Friday, July 22, 2022

Friday 7/22/22 Retiring

 So I was at work on Wednesday, checking my email in the afternoon. I had an email from Mike (therapist), with the subject line "session". I thought oh thank God we can set up a session finally! I opened it immediately, feeling just a little giddy and excited, only to read that 1. Mike wants to know how I'm doing, and 2. he's retiring. 

Wait, what?

Retiring??? No. I must have read that wrong. I read the email again. He's retiring in October. He wants to meet to discuss this. 

Oh shit.

Seriously? Retiring? No. No, it can't be. He wants to meet August 3rd at 8am, if I can. I, of course, am scheduled to work that day. I make a decision - I'm calling in sick that day so that I can meet up with him. If not that morning, then who knows when? He's been out what, 6? 8 weeks from back surgery? I've been struggling. I need to see him. I check with a few people to see if they could possibly switch me days. No one can. Of course. So calling in it is. Which makes me feel guilty, but I have to do it. 

Then the emotions hit. I race to the break room and cry. I can't seem to stop. Luckily only one person walked in on this as I cried for 45 minutes, trying to pull myself together because I have patients to take care of dammit! 

I texted my hubby and best friend the news. They tried to help me see it in a positive light. Maybe this will be good for me, I'll get a different perspective on things. It doesn't help. See, Mike has been a solid fixture in my life for almost 10 years. Ten years. He's been there for me at my worst, he's seen me at my best. He's kept me from killing myself several times. He's always there for me. He knows me. He knows my history inside and out. I'm comfortable with him. I freaking love this man! (in a platonic way, of course). I can't imagine not being able to see him again. I know he has several therapists in his group that he can refer me to, but . . . it's just not the same. It'll be like I'm starting over from scratch. Having to rehash all of my traumas and history. Trying to build a foundation and relationship and trust with a new person. It all sounds so awful. Truly awful.

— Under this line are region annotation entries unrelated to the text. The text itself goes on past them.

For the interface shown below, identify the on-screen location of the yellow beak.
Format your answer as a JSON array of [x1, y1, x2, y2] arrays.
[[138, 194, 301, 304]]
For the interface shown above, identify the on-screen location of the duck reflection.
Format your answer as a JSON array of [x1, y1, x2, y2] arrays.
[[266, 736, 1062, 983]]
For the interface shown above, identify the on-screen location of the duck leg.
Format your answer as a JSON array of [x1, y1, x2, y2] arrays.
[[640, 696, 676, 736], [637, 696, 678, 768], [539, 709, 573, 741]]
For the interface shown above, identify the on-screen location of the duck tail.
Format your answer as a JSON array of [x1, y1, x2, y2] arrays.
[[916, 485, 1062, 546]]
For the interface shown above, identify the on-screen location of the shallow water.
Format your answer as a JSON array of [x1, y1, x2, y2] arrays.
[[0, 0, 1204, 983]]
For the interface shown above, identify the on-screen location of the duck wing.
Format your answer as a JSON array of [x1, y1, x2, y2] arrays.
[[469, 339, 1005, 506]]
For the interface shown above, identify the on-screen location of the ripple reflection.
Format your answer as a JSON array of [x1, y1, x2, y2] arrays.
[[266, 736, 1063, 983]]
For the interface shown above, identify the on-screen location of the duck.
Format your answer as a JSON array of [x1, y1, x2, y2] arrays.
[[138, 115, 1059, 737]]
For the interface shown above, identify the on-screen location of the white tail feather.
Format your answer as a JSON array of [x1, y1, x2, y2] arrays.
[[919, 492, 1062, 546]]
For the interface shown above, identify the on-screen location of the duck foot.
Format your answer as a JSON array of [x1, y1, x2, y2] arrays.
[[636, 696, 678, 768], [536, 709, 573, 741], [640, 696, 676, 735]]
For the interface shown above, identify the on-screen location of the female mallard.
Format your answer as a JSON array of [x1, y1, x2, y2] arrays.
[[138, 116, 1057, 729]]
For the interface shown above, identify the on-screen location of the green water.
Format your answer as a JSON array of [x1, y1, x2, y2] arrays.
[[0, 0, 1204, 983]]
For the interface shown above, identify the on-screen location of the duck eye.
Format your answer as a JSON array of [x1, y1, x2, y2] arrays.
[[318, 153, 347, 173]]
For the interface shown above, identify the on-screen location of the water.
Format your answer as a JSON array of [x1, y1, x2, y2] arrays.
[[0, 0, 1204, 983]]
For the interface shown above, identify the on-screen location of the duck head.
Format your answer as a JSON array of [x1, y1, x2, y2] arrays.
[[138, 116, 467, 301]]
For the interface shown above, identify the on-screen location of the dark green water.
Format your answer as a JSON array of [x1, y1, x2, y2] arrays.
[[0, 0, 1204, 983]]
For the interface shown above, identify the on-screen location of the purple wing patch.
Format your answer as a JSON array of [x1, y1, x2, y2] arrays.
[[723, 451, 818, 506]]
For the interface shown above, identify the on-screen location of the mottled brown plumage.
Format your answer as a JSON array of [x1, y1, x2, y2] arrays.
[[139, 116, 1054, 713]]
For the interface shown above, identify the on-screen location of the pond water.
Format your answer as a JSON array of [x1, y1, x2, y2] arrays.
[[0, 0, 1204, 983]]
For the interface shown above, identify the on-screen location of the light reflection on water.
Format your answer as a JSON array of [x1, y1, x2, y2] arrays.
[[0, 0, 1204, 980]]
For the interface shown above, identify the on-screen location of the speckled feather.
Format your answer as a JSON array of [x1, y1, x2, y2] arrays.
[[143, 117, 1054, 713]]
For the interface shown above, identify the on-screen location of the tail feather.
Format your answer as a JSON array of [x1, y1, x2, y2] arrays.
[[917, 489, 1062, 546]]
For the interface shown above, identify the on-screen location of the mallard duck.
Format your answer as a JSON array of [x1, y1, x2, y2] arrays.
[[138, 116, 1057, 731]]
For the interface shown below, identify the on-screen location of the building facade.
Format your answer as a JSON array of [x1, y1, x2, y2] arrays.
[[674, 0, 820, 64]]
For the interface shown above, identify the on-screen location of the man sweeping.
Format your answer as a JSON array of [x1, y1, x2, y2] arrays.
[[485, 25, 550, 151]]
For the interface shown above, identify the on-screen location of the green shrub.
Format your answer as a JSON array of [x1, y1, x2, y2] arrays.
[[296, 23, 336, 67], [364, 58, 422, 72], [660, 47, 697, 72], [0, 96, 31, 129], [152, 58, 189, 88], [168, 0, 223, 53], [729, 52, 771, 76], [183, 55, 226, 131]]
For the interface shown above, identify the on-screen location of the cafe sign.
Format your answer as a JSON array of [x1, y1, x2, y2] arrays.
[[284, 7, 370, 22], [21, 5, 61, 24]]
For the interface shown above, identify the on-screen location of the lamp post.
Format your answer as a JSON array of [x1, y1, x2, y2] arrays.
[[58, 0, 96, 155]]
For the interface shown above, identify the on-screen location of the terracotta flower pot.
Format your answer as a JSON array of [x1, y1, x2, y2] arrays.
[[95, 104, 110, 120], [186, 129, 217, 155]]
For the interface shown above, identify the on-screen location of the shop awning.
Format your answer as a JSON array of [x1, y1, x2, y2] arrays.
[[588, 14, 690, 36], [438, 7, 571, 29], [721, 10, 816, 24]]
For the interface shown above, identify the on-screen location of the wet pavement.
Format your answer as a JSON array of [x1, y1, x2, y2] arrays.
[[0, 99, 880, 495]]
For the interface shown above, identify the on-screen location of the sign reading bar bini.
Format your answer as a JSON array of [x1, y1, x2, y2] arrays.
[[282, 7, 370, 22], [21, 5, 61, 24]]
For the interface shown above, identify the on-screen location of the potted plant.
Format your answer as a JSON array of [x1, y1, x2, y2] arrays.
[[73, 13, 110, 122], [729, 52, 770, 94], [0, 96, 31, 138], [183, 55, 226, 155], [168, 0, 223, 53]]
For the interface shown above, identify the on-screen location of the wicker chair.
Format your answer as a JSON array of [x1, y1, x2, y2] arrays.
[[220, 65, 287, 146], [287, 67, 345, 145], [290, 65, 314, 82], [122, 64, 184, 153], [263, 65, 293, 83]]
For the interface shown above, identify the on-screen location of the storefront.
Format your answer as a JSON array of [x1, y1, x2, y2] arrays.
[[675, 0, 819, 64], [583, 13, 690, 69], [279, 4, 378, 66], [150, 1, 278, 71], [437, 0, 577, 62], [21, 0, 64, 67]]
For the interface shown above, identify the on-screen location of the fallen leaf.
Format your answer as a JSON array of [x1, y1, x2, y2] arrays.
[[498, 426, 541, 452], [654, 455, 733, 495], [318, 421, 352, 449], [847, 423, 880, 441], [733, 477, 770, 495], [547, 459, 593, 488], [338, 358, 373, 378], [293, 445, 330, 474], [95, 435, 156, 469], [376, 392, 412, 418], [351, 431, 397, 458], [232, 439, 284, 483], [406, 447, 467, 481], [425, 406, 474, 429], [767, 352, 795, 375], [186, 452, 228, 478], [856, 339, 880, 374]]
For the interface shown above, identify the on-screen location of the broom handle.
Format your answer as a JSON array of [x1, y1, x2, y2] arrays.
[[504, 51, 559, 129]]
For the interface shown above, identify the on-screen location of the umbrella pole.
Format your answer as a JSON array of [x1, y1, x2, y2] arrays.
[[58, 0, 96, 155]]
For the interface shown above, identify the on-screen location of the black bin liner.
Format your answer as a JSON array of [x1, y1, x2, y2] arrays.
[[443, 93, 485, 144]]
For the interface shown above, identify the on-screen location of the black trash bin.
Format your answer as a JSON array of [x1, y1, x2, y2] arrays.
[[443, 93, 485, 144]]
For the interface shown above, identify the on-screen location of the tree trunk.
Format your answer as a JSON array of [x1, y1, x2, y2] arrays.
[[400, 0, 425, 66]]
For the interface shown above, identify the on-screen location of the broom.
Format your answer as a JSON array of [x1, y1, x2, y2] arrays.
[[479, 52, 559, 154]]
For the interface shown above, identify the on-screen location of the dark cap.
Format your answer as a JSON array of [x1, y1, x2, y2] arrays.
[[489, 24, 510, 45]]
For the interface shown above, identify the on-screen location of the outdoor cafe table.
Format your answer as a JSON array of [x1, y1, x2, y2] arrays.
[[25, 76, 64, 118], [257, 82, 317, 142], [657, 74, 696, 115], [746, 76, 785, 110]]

I'm trying to stay positive about this because the last thing I need is something else to cause me to spiral. But it's hard. In trying to remain positive, I decided to make him a card:


The inside:


I have to make it light. Funny, even. I don't want to let him know how much I'm reeling. I wrote a rather long paragraph in the card, thanking him for everything he's done for me. Wishing him a happy retirement. Because that's what I'm supposed to do, right? Take the high road, be an adult. Even though I don't want to be. Even though I feel lost and - almost - betrayed. 

As of right now I don't know what the future holds for me therapy wise. I'll find out August 3rd. Until then I'll just keep fumbling along, doing the best I can. It's all I can do.